Intrinsic PEEP is still PEEP. It has all the benefits and problems of actual machine-generated PEEP. It is an end-expiratory positive pressure. A spontaneously breathing patient will have to fight hard to get air into their lungs if there is too much intrinsic PEEP; the pressures their respiratory muscles generate must turn that positive pressure into a negative pressure- and not just slightly negative, but significantly negative (to create a large enough gradient between the airway opening pressure and the alveolar pressure, to suck air past the obstructed bronchospasming airway).

In this diagram, the airway resistance is increased.

The intrinsic PEEP (Pi) is 5cmH2O

The pleural pressure is -1cmH2O

The total intrathoracic pressure is till +4 ( i.e 4 cm H2O above the atmospheric)

Thus, there will be no flow until this gradient becomes negative (i.e. the intrathoracic pressure becomes negative compared to atmospheric pressure)

The X and Y in this situation represent a normal work of inspiration, which in this situation is not enough to overcome intrinsic PEEP.

Increased work of breathing to overcome intrinsic PEEP

In the diagram, the intrapleural pressure had to be decreased to -6 cmH2O in order for flow to occur. Now, there is a pressure gradient (of -1cmH2O ) and this drives the flow.

The work of breathing to achieve this piddly gradient has been Greatly Increased, according to the diagram.

Effect of PEEP on decreasing the work of breathing due to intrinsic PEEP

PEEP supplements the additional force required to drive the pressure gradient. In essence, extrinsic PEEP increases the effective atmospheric pressure so that the intrathoracic pressure ends up being more negative, and a pressure gradient is easier to generate.

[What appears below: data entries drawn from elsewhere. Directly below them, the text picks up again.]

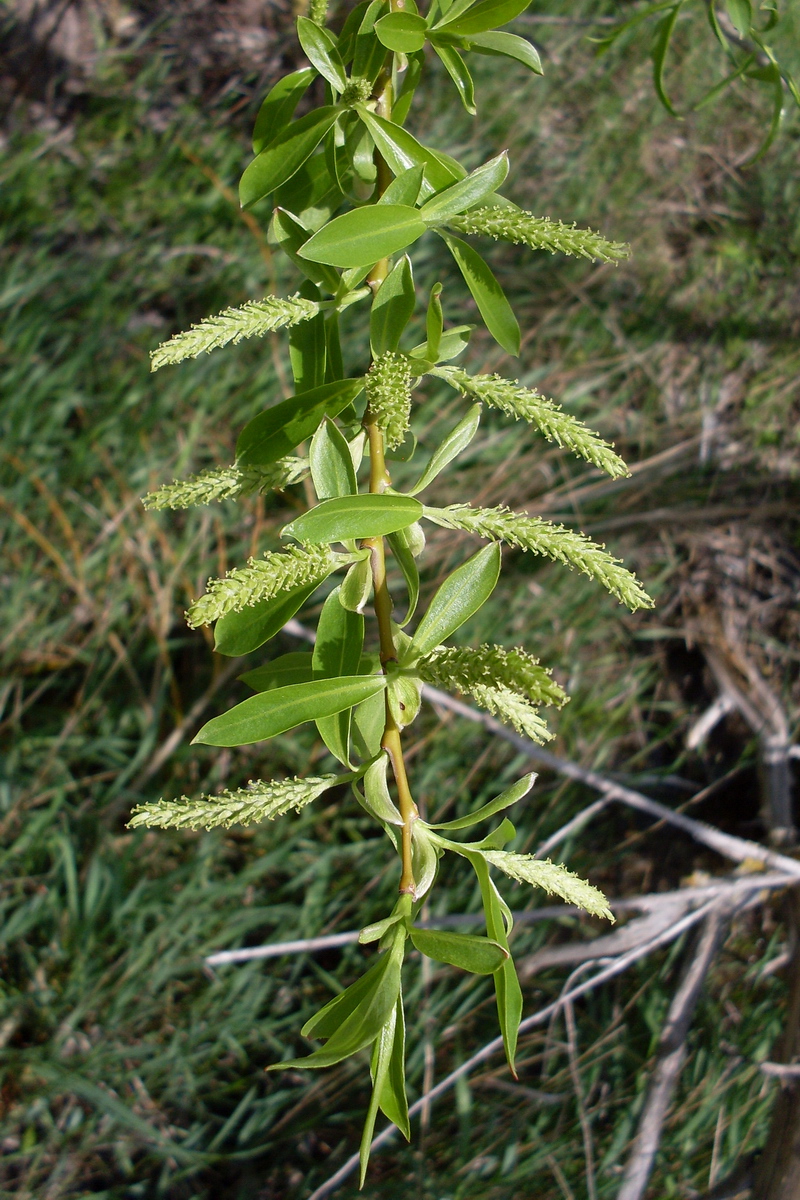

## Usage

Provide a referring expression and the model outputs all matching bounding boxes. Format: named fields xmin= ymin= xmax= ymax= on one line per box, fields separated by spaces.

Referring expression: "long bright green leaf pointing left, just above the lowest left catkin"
xmin=192 ymin=676 xmax=386 ymax=746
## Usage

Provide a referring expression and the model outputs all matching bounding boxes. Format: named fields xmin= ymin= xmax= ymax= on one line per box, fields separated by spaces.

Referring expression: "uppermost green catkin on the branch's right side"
xmin=447 ymin=204 xmax=631 ymax=263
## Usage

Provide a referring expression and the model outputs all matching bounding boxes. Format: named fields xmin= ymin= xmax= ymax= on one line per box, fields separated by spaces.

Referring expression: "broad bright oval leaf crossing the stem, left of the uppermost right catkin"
xmin=300 ymin=204 xmax=427 ymax=266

This greatly reduces the work of breathing.

 

References

Most of this information comes from only two textbooks. With "Basic Assessment and Support in Intensive Care" by Gomersall et al (was well as whatever I picked up during the BASIC course) as a foundation, I built using the humongous and canonical "Principles and Practice of Mechanical Ventilation" by Tobins et al – the 1442 page 2nd edition.

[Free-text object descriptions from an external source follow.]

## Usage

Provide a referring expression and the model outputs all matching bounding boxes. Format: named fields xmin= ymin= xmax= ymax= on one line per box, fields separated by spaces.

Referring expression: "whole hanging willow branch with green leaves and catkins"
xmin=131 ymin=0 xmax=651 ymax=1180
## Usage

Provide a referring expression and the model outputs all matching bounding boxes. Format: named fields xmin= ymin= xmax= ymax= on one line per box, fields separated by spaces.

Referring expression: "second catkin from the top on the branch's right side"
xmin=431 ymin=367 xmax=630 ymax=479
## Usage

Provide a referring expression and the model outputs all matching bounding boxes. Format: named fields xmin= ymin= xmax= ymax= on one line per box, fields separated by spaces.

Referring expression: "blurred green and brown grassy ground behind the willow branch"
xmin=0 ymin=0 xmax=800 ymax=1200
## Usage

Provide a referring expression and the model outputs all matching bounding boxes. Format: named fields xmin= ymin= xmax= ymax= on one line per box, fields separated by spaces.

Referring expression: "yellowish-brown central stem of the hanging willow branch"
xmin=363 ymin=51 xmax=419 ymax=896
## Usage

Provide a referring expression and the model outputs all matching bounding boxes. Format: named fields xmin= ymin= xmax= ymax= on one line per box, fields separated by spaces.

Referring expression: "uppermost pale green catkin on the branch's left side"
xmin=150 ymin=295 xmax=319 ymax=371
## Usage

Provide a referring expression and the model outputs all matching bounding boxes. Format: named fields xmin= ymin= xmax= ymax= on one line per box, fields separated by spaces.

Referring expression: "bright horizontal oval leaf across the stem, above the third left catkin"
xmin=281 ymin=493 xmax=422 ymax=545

Oakes, Dennis L. Physiological Effects of Positive Pressure Ventilation. AIR FORCE INST OF TECH WRIGHT-PATTERSON AFB OH, 1992. -this is somebody's Masters of Science thesis! They received their degree in 1992, but one expects that the fundamentals of physiology have remained the same since then.

Kumar, Anil, et al. "Continuous positive-pressure ventilation in acute respiratory failure: effects on hemodynamics and lung function." New England Journal of Medicine 283.26 (1970): 1430-1436.